De volgende ochtend zaten Mark en ik in het kantoor van Dr. Simmons terwijl hij het kleine flesje met een groeiende frons bekeek.
« Dit is… zorgwekkend, » zei hij uiteindelijk. « Ik heb dit nooit aan Linda voorgeschreven. »
Marks hoofd schoot omhoog. « Wie dan wel? »
Dr. Simmons schudde langzaam zijn hoofd. « Dat kan ik niet zeggen. Maar het combineren met haar gebruikelijke bloeddrukmedicatie had gevaarlijke reacties kunnen veroorzaken—verwarring, duizeligheid… zelfs een verhoogd risico op een beroerte. »
Mijn maag draaide zich scherp om.
« Dus… dit kan een rol hebben gespeeld in wat haar is overkomen? » fluisterde ik.
Dr. Simmons vouwde zijn handen. « Het is binnen het bereik van de mogelijkheden. »
Er viel een zware stilte over ons.
Dit was geen verkeerd geplaatst recept.
Dit was een verborgen zaak.
De autorit naar huis voelde ondraaglijk gespannen. Mark klemde het stuur stevig vast, zijn knokkels bleek. Op de achterbank praatte Sophie vrolijk over haar kleuterkunstproject, zich er gelukkig niet van bewust dat haar onschuldige « helpen » zojuist een geheim had onthuld dat jarenlang begraven lag.

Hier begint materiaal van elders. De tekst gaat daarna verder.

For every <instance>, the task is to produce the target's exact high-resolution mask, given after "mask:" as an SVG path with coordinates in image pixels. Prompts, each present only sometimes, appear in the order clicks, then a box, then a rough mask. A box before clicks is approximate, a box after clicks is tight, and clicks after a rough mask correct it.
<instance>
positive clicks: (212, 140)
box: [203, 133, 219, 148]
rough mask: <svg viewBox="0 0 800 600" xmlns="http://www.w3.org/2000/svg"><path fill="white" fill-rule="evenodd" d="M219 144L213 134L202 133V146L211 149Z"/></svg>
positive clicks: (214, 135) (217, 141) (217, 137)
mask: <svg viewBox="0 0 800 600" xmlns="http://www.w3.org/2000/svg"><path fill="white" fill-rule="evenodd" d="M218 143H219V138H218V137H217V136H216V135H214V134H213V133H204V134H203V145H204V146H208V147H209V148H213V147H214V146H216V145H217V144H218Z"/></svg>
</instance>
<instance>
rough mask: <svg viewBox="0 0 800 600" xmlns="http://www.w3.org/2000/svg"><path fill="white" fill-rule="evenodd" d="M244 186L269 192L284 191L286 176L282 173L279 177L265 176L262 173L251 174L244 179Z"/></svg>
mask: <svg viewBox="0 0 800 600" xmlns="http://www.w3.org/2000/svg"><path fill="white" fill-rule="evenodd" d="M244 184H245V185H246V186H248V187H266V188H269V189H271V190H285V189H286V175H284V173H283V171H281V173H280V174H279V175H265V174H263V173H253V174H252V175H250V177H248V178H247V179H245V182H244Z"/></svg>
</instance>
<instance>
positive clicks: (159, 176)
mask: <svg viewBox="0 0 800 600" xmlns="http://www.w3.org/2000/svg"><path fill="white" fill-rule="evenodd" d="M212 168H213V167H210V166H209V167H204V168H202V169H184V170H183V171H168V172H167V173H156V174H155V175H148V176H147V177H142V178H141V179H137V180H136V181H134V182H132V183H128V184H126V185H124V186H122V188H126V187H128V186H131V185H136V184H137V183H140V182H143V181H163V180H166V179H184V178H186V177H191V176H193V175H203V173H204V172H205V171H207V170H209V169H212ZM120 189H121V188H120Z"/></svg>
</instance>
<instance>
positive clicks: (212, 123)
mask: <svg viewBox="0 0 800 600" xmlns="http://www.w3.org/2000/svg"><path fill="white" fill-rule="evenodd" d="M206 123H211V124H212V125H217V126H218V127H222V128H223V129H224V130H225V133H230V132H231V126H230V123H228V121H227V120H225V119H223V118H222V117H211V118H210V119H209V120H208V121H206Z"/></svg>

Zodra we thuis waren, ging Mark meteen naar de zolder. Walters dozen stonden onaangeroerd sinds zijn dood. Ik volgde hem de krakende ladder op terwijl stof door de lucht draaide. Eén voor één haalde Mark bakjes tevoorschijn die zorgvuldig waren gelabeld in Walters nette handschrift.
Na bijna dertig minuten zoeken opende hij een schoenendoos—en verstijfde.
Binnenin zaten nog vijf receptflesjes. Elke brief stond op Linda’s naam. Alles was in de maanden voor haar beroerte ingevuld geweest. Geen van hen kwam overeen met iets wat Dr. Simmons ooit had voorgeschreven. Sommige waren ongeopend. Andere gedeeltelijk gebruikt. En elke fles bevatte waarschuwingen over interacties of ernstige bijwerkingen.